The original rule when OKW first came into existence was that one could book starting at 11-months out from day of departure at your home resort, and 10-months out from day of departure from an unowned DVC Resort. Of course, at the time there was only one DVC Resort, and that 10-month window was never used because, just before VB was added in 1995, the rule for non-owned resorts was changed to 7-months from day of departure.
The 11/7 date-of-departure rule lasted until 2008, when it was changed to being able to book 11/7 months out from date of arrival, but at exactly 11/7 months out you could book no more than 7 nights. You could add nights thereafter by modifying your reservation by phone, but your new departure date when doing so could never be more than 11-months plus 7-days from the date of doing the modification. That remains the rule now.
Before 2012, by phone was the method to make or change reservations and such changes could not occur until MS opened at 9 a.m. Eastern. The online reservation system was added to the DVC website in 2012, and the rule became that you could reserve up to seven nights online as early as 8 a.m. at 11/7 months out despite that MS still did not open until 9 a.m.
There actually has never been a stated limit to the total number of continuous nights you can reserve in one room, except the limit provided by the number of points you have to use. Some thought it was 14-nights when, as was true for the first several years of the online reservation system, the computer system would allow only 14-nights.
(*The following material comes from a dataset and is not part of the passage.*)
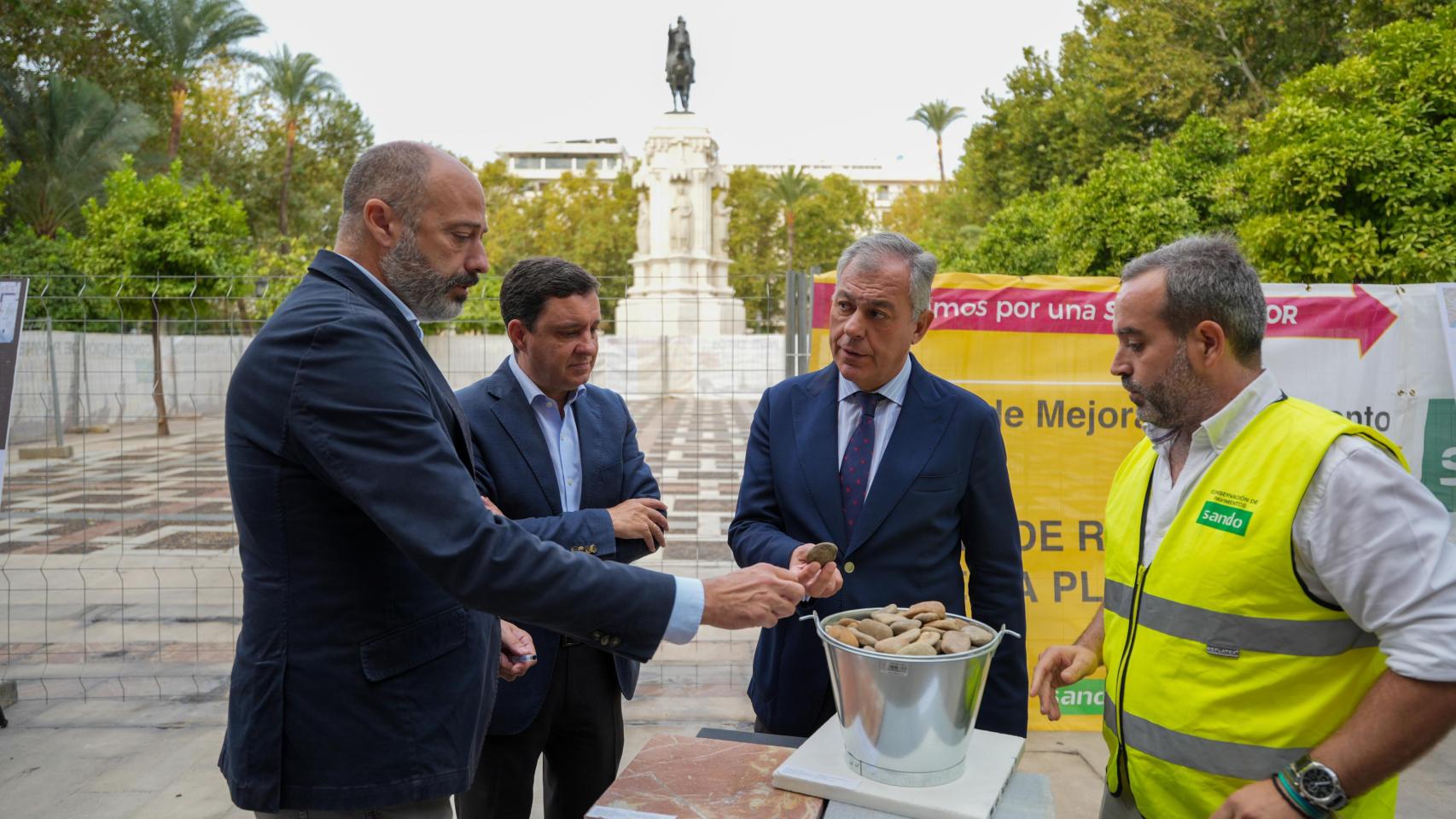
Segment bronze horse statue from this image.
[667,17,695,113]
That was thought to be supported by the Florida law which provided that someone who has stayed in a room for at least 15 days could assert a residency right and could not be forced to leave the room absent DVC actually seeking a court ruling to evict the member. The rule actually never applied to DVC both because the POS expressly provides that one cannot claim any residency rights based on any stays at a DVC Resort, and because the actual legal rule requires one to be able to assert and prove that one has no residency anywhere else. (That Florida statutory rule itself was partially changed in March 2024 to allow an owner or manager of property to have squatters removed via having the police remove them without a court hearing if the squatter does not have express permission from the owner to be on the property.)
The 30-day DVC reservation limit that exists now is a computer-system limit not a legal limit, and there is no stated DVC rule that prohibits longer reservations, except the problem that the computer system may only allow 30-days.